RBS loses markets CRO

Brush set to launch new venture; RBS’s group CRO also on way out

Photo of Martyn Brush
RBS: exit of Martyn Brush (inset) comes after the bank’s group CRO announced his own departure in November
Infopro montage

Brush set to launch new venture; RBS’s group CRO also on way out

Royal Bank of Scotland has lost Martyn Brush, chief risk officer (CRO) of the UK bank’s trading division, NatWest Markets. In addition to the markets CRO role, Brush was also RBS’s group head of market and pension risk.

Brush left the bank in December and is understood to be launching a new venture.

The move comes after RBS’s group CRO, David Stephen, was revealed to be departing the bank shortly to join Australia’s Westpac in the same role. In a November 13 press release, RBS chief executive Ross McEwan thanked Stephen – who joined in 2010 and took up the group CRO job in 2013 – and praised the bank’s “excellent risk team”, saying it was “doing a great job”.

Vanessa Bailey, RBS’s chief credit officer, has taken on the role of CRO for NatWest Markets on an interim basis. It’s understood Andrew Cross – director of enterprise-wide risk at RBS – will take on Brush’s responsibilities for non-traded market risk.

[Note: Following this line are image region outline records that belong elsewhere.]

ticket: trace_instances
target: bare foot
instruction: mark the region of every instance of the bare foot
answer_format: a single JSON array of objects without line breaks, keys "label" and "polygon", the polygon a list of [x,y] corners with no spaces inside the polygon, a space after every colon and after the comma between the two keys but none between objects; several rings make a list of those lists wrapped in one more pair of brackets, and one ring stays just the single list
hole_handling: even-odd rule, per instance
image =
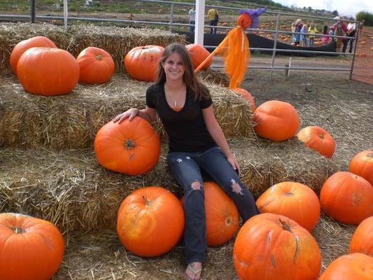
[{"label": "bare foot", "polygon": [[188,280],[199,280],[202,272],[202,262],[190,262],[187,266],[185,274]]}]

A spokesperson for the bank confirmed Brush’s departure.

Brush was promoted to his current role in 2013, having previously headed the market risk role for RBS Global Banking & Markets, a post he’d held since joining the bank at the start of 2010.

Brush’s previous roles include a spell as managing partner of a private equity fund that invested in distressed US banking and finance companies, and two-and-a-half years as chief operating officer for the global banking and markets business at HSBC Americas.

While at RBS, he was at times an outspoken critic of the bank’s risk-taking, and of wider industry practices. In 2013, speaking at an industry conference, Brush said the bank’s UK inflation derivatives business had run up exposures that were “way outside” his risk appetite – in part, because of the long-dated nature of many inflation swaps, and the ratings-triggered termination clauses that many end-users insisted on.

“We as an industry didn’t think about the consequences of writing those clauses into agreements,” Brush said at the time.

UPDATE: This article was updated on January 8 to add the information that Vanessa Bailey is the interim CRO for NatWest Markets.